The need for programs to reach youth in evident, with cannabis use nearly doubled in France over the last decade and drug surveys in Belgium showing 39 percent of Flemish 18-year-olds and 44 percent of French 18-year-olds have used cannabis at least once.

The lack of a focused drug prevention program in both countries is particularly relevant when viewed against the U.N. Office on Drugs and Crime finding that “For every dollar spent on prevention, at least ten can be saved in future health, social and crime costs.”

In addition to setting up a drug-information booth where they distributed educational materials, the volunteers also placed copies in local shops and spoke with many people to find out what they believe is needed to make a difference in the fight against drug abuse.

A pharmacist told them he would like to have documentation to provide to people who have questions about illicit drugs. A taxi driver complained that he lacks information he could use to help customers who clearly suffer from drug or alcohol abuse. And in speaking to youth, most of them had no idea of the devastating effects of drugs and so couldn’t evaluate the pro-drug hype they are exposed to from media. Everyone spoken to was presented with educational materials to meet their needs.

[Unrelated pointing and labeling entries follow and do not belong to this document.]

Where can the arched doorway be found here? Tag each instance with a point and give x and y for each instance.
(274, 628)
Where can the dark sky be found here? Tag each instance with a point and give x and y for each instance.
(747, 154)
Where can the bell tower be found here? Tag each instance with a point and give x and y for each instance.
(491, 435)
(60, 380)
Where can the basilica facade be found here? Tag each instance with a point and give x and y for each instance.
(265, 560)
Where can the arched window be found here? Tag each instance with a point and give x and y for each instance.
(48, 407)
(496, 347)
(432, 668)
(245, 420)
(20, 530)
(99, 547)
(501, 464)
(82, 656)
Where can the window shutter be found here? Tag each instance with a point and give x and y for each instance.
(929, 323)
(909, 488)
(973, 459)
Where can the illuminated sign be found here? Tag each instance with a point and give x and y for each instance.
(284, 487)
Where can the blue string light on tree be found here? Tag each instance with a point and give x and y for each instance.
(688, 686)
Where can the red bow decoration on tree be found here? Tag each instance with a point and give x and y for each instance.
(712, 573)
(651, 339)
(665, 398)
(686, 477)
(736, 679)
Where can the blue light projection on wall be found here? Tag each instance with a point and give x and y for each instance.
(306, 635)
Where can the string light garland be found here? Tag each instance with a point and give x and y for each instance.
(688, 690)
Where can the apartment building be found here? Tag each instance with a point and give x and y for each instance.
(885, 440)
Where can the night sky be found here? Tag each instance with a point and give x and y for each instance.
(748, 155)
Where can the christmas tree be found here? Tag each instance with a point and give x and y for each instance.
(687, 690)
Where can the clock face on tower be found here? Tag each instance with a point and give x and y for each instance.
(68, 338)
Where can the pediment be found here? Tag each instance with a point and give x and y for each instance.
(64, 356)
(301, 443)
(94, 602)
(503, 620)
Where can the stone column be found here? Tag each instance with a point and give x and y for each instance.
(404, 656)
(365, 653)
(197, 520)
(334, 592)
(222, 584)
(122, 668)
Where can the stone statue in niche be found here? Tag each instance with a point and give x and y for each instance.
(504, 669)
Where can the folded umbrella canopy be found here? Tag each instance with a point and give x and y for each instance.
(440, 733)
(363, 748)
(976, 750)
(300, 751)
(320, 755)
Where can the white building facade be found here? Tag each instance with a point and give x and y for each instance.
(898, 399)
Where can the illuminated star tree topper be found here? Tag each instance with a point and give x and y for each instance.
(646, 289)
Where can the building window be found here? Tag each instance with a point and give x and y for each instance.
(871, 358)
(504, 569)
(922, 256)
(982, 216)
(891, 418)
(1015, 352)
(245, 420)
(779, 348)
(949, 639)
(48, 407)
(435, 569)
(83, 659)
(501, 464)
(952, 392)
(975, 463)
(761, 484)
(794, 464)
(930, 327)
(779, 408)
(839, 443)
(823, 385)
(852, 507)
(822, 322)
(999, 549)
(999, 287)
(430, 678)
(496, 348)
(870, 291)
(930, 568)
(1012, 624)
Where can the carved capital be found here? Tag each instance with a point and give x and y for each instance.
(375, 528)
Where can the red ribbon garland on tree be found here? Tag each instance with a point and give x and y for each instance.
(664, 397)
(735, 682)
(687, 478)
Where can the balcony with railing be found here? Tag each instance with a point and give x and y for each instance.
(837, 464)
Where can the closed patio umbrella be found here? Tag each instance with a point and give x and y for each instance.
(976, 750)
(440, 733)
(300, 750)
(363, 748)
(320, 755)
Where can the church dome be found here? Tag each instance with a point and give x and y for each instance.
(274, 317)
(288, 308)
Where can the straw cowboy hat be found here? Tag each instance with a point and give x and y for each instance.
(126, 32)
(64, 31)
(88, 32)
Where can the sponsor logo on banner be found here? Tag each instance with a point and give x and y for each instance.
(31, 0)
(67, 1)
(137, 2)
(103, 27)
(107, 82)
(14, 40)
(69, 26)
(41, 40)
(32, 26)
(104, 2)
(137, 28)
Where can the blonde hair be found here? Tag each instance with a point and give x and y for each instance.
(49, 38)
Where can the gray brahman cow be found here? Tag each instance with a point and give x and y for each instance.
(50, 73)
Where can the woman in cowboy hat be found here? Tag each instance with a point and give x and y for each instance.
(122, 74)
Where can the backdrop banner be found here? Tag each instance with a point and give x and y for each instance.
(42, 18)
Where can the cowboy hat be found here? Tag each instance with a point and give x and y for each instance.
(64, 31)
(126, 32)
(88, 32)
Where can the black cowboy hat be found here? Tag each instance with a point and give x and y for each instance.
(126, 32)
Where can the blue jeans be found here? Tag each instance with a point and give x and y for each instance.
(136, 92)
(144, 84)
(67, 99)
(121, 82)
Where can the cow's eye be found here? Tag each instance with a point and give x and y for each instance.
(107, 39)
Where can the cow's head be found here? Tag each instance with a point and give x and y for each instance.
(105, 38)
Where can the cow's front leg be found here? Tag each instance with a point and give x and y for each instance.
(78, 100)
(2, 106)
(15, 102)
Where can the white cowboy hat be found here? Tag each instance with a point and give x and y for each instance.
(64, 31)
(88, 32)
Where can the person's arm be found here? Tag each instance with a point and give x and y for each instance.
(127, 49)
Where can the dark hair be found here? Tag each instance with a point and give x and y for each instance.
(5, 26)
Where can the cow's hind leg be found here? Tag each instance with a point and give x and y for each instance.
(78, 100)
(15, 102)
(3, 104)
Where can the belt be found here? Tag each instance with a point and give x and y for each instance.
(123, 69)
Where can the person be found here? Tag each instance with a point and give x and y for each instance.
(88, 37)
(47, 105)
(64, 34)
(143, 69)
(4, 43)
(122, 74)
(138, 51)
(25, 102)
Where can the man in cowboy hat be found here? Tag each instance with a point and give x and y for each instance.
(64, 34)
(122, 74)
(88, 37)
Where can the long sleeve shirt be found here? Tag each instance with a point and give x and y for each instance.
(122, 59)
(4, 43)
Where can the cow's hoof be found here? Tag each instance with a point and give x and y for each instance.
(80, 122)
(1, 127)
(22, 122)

Scientologists on six continents work in their communities throughout the year to empower others with the truth about drugs. The Church and its members are dedicated to eradicating drug abuse through education and make these materials available free of charge to educators, parents and mentors. All materials are available online in 17 languages at the website of the Foundation for a Drug-Free World.

The Scientology religion was founded by author and philosopher L. Ron Hubbard. The first Church of Scientology was formed in Los Angeles in 1954 and the religion has expanded to more than 11,000 Churches, Missions and affiliated groups, with millions of members in 167 countries.